There's been a ton of work done trying to recover residential school burials, and it's frequently not successful. We just don't have the technology yet. I think you're absolutely right.I think the issue is there isn't a clear, defined location for the burial grounds. The monument you cite is deliberately incomplete; they knew there were other graves under the road. That lack of clear definition got spun into the 'All of the Power Plant site is a graveyard' thinking that we are seeing now. I don't have enough of the history to know if any graves were where the current plant is, (although there's absolutely no way there's anything under or around that building now though; the foundations are very deep, there is a huge amount of underground services running to and from the plant, and there were other buildings there before the current structure was built, all of which would have irreparably disturbed the soils at the site) but the lack of definitions surrounding what was there, and where precisely it was, created this ambiguity that i think a lot of people latched onto to pull down the project.
I've come off really callous here. I do think the site needs to be respected, but respect means figuring out what was/is there, through archeological means, surveys, better research, etc. having the site sit empty, decaying, behind chainlink, with no intiatives to change or resolve that state happening, is not an answer. and I do think there needs to be better, more commonly known background to the history of Rossdale. There very well may be more to the story, but the monument there is commemorating a post-contact burial ground of Fort Edmonton residents, both Indigenous and European, that wound down as Edmonton (the City) grew up around the fort. That's a much smaller site to commemorate than a lot of the commentary happening around the gondola would imply. there's been a power plant on the site since the 1890s. in 1924 it was a coal dump for the plant.
Not a bad idea, but I think the uncertain future of RE/MAX Field could be an issue amongst other things. There are amazing plans for West Rossdale if all the pieces fall in place, but so far it seems none have and I wonder if they ever will.If Prairie Sky wants to revise their plans, relocate that stop from the Rossdale Power Plant to RE/MAX Field. The gondola stop can be SW or NW of the baseball diamond. From that stop, the gondola can sail above the power plant and across the river. The power plant is just a 1 or 2 minute walk from RE/MAX Field. The effects on the Rossdale Transportation project would be minimal at best. And it should be reasonably far enough from the indigenous sacred lands and burial site.
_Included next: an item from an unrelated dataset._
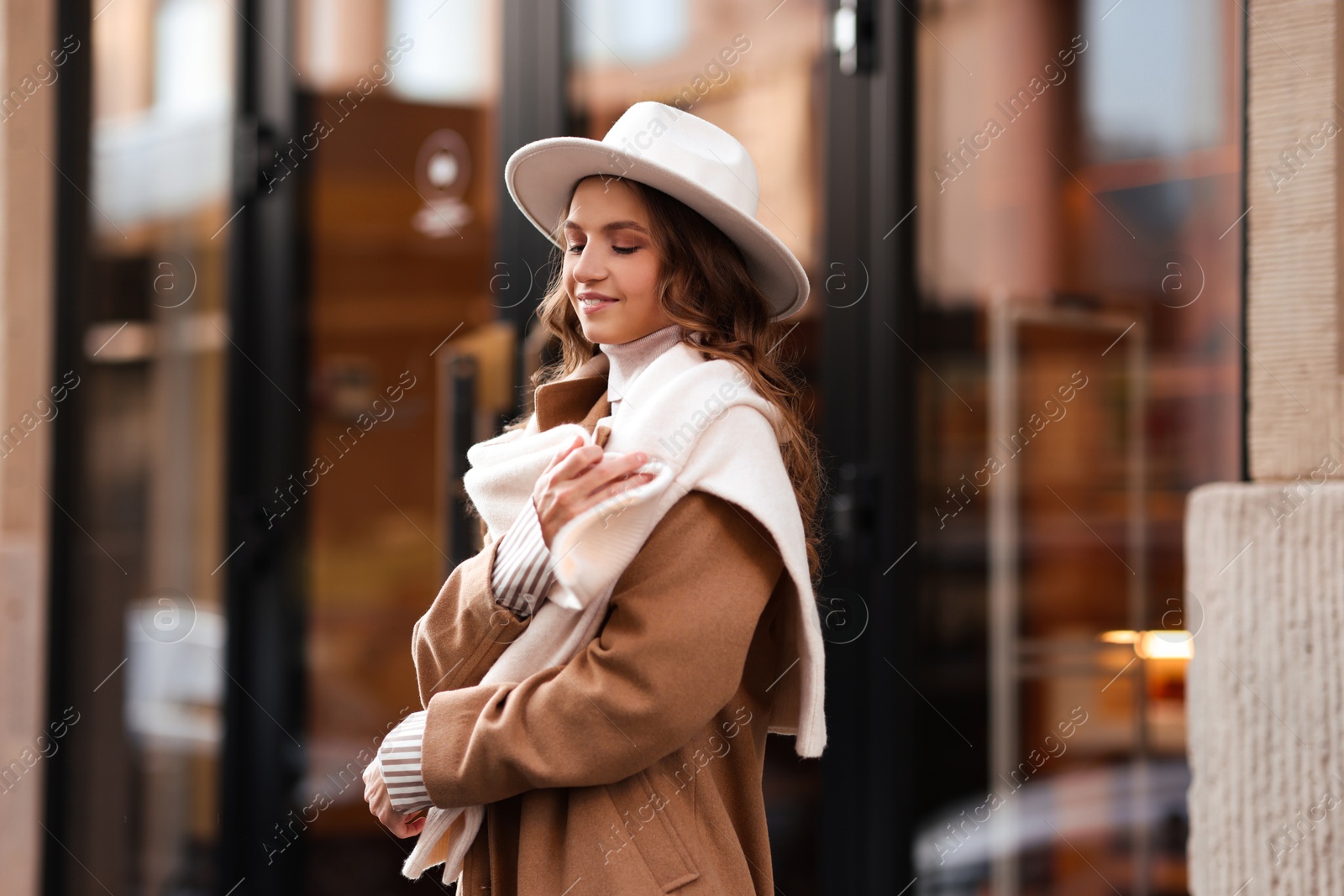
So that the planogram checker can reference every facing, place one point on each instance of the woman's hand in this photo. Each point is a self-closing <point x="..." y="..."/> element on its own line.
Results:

I am guessing they might be waiting to see how Blatchford goes and gain knowledge from that experience. Arguably, it might have been better to start with something smaller. as the City seems to really struggle with larger projects, but it is too late to go back in a time machine and change that now. I'm also not sure if the City is very eager to be a developer/developer of last resort, although it may come to that eventually for such hard to develop central areas.Question for those who have knowledge of this specific concept: why has the city not established a real estate trust company with the sole purpose to develop the Rossdale lands? Or for that matter, why has the city not established a real estate trust company to develop Rossdale, Blatchford, The Quarters, Northlands?
The U of A has established its U of A Properties Trust to develop and re-develop several properties, Calgary has the Calgary Municipal Land Corp that developed the East Village. Why is the city intent on either 1. doing it themselves ala Blatchford or 2. sitting on more central undeveloped land potential (Rossdale, The Quarters, Northlands) when we could be advancing central communities that could tie into things like the Gondola?
Edit: I believe one of the council members ran on a platform to spur development in Rossdale and I havent heard a single thing on that...perhaps an indicative sign that the city has no vision in this area and will sit status quo for the next decade
emphasis added...I am guessing they might be waiting to see how Blatchford goes and gain knowledge from that experience. Arguably, it might have been better to start with something smaller. as the City seems to really struggle with larger projects, but it is too late to go back in a time machine and change that now. I'm also not sure if the City is very eager to be a developer/developer of last resort, although it may come to that eventually for such hard to develop central areas.
My guess: There is zero political will to touch anything to do with this site going forward. Way too contentious and there isn't a cohesive enough vision (or any demonstrated vision really) on Council to move forward with anything Admin proposes.So I wonder what plan B the city has for accessing the power station that they are so keen to develop? I may have to write to Anne Stevenson to find out. What ever solution they come up with they are going to have to do the leg with consultations.